Une aura qui vient directement du talent de Murphy, et de son aptitude à fabriquer des morceaux légèrement monomaniaques mais qui, mis bout à bout, fonctionnent ensemble, comme une histoire bien narrée. Sound of Silver, son nouvel album, est en cela la continuation du précédent. James Murphy a eu la bonne idée de reprendre son travail là où il s’était arrêté précédemment et de le raffiner davantage.
“Je sais quoi faire pour le prochain album : il faut que je le fasse meilleur !”
“J’ai commencé à travailler sur ce nouveau disque au moment où je venais de terminer une tournée. J’étais vraiment soulagé, tranquille chez moi. Et j’ai alors eu une idée, qui a beaucoup fait rire ma femme… de perplexité ! Ça m’est venu en pleine nuit et je l’ai aussitôt réveillée pour lui dire : “Je sais quoi faire pour le prochain album : il faut que je le fasse meilleur !” “Mais ce n’est pas une idée, ça !”, a-t-elle rigolé. Mais pour moi, ça avait du sens, même si ça avait l’air stupide. Je me rendais compte d’un coup qu’il fallait que je prenne bien en compte les faiblesses du premier album. J’en suis toujours fier, mais il fallait vraiment que j’évolue. J’en connaissais intimement les faiblesses : ce disque était un peu beige, un peu rigide.”
« Je peux facilement me satisfaire d’un son bien foutu, bien équilibré »
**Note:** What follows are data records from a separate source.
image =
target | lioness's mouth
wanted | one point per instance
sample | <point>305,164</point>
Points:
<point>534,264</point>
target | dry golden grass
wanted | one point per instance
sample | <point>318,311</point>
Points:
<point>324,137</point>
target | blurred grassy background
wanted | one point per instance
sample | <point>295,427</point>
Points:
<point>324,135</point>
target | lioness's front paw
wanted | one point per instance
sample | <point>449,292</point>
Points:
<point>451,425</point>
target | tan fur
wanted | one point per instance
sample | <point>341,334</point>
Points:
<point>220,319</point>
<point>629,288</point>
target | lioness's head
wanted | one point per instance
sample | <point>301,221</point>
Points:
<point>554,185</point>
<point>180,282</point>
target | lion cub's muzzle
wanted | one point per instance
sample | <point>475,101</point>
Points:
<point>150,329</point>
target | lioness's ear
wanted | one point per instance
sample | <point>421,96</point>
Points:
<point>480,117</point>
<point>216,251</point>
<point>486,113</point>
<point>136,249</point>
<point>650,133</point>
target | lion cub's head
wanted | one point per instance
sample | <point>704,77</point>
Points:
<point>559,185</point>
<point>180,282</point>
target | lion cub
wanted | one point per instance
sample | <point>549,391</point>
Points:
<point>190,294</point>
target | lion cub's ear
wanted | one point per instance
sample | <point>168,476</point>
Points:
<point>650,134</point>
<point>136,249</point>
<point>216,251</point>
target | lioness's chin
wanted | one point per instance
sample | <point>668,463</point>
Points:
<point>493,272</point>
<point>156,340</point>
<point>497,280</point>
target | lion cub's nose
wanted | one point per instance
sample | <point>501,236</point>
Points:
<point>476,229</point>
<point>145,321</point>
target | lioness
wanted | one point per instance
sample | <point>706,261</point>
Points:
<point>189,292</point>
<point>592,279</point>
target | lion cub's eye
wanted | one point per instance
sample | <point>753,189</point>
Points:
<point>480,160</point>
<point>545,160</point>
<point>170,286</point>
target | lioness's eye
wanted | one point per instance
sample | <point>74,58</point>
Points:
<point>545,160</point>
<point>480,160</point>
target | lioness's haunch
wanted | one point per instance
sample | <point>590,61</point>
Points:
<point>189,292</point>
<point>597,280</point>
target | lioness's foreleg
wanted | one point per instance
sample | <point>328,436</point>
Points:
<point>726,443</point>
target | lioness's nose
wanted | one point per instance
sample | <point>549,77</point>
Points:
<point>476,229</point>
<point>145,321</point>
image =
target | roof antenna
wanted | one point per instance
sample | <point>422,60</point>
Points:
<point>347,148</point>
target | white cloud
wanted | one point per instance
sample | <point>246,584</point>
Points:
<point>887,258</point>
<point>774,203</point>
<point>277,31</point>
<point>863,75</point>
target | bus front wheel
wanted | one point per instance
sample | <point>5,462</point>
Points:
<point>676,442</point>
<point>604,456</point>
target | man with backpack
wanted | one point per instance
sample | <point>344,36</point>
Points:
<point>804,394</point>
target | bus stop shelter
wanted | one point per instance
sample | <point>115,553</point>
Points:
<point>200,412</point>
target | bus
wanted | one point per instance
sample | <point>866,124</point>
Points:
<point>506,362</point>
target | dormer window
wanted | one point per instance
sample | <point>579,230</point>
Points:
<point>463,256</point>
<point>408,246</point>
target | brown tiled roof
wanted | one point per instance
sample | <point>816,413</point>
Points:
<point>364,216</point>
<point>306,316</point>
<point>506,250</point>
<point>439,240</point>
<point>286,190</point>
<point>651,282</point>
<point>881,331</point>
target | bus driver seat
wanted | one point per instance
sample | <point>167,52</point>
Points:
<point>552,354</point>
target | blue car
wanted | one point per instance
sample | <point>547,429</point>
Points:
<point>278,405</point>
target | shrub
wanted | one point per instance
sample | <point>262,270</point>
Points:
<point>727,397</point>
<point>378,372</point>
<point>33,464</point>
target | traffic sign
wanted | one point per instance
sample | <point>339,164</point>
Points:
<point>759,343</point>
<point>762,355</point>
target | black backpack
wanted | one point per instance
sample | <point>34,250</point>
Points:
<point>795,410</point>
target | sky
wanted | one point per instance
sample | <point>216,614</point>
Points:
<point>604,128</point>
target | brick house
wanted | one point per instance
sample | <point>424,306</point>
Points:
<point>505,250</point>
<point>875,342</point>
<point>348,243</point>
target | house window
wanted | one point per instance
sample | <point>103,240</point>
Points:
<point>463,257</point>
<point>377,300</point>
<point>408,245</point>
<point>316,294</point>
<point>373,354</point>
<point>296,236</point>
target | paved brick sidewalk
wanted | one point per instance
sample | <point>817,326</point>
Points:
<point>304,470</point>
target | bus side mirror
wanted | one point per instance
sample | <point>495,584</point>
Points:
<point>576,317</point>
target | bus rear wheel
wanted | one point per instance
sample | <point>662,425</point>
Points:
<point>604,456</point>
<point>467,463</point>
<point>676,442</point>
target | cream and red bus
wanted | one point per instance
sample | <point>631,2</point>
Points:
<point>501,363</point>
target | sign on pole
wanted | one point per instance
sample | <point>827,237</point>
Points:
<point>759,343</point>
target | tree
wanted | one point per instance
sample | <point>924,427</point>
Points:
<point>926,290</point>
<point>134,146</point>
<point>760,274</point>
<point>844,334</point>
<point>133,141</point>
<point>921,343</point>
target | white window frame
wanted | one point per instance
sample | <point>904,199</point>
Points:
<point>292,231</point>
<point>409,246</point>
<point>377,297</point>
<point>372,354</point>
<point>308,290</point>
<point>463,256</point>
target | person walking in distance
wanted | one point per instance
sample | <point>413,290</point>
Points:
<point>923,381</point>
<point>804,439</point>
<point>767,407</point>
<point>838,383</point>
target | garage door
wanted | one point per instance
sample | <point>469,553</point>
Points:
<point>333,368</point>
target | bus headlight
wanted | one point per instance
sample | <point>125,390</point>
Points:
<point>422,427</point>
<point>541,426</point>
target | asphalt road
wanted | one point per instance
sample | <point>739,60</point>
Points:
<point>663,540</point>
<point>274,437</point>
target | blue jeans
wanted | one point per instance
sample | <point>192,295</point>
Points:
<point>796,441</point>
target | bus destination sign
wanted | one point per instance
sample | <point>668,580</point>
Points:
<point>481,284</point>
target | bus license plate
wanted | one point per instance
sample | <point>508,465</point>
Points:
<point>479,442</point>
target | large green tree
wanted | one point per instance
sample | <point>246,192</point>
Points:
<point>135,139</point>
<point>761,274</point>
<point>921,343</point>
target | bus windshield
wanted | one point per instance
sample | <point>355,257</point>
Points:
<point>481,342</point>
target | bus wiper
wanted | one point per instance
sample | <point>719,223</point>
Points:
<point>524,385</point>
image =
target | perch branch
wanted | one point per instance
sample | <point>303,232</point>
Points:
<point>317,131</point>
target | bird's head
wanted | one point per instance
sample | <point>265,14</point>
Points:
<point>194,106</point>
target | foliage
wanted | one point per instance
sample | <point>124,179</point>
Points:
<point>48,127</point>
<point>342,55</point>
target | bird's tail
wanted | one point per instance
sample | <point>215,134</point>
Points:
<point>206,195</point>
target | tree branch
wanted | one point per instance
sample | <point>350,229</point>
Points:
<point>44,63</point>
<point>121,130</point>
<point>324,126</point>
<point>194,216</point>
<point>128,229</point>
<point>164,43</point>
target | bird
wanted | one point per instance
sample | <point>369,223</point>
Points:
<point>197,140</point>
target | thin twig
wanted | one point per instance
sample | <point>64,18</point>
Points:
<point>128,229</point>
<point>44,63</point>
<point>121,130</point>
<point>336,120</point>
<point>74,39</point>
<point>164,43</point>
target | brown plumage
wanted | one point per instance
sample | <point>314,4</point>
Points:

James Murphy est un garçon lucide. Normal, il n’est plus tout jeune et, à presque 37 ans, est devenu un musicien plutôt au clair sur ce qu’il aime vraiment, mais aussi sur ses capacités – et ses faiblesses. “Je suis un bon technicien, un bon ingénieur du son. Je peux facilement me satisfaire d’un son bien foutu, bien équilibré. Mais j’écoutais pas mal de disques de Chrome et Suicide, qui ont un son assez brut, assez sale. Leur vision musicale dépasse leurs capacités techniques, ils ont des règles différentes des miennes et j’admire ça. Pour les suivre, il fallait que je repousse les limites de mon propre confort, que j’aille au-delà. Ce que je faisais sur les maxis, sur les remixes, mais j’ai eu l’impression que pour le premier album je m’étais plutôt retenu.”
Tandis qu’il travaillait sur Sound of Silver et qu’il en avait déjà abattu la moitié, James Murphy a été sollicité pour une drôle de commande. Nike et iTunes lui ont demandé d’écrire un morceau qui ne serait disponible qu’en téléchargement et, surtout, destiné à être écouté en faisant du jogging. Le titre du morceau, 45:33, en donne aussi la durée. Murphy a construit le morceau après quelques réticences.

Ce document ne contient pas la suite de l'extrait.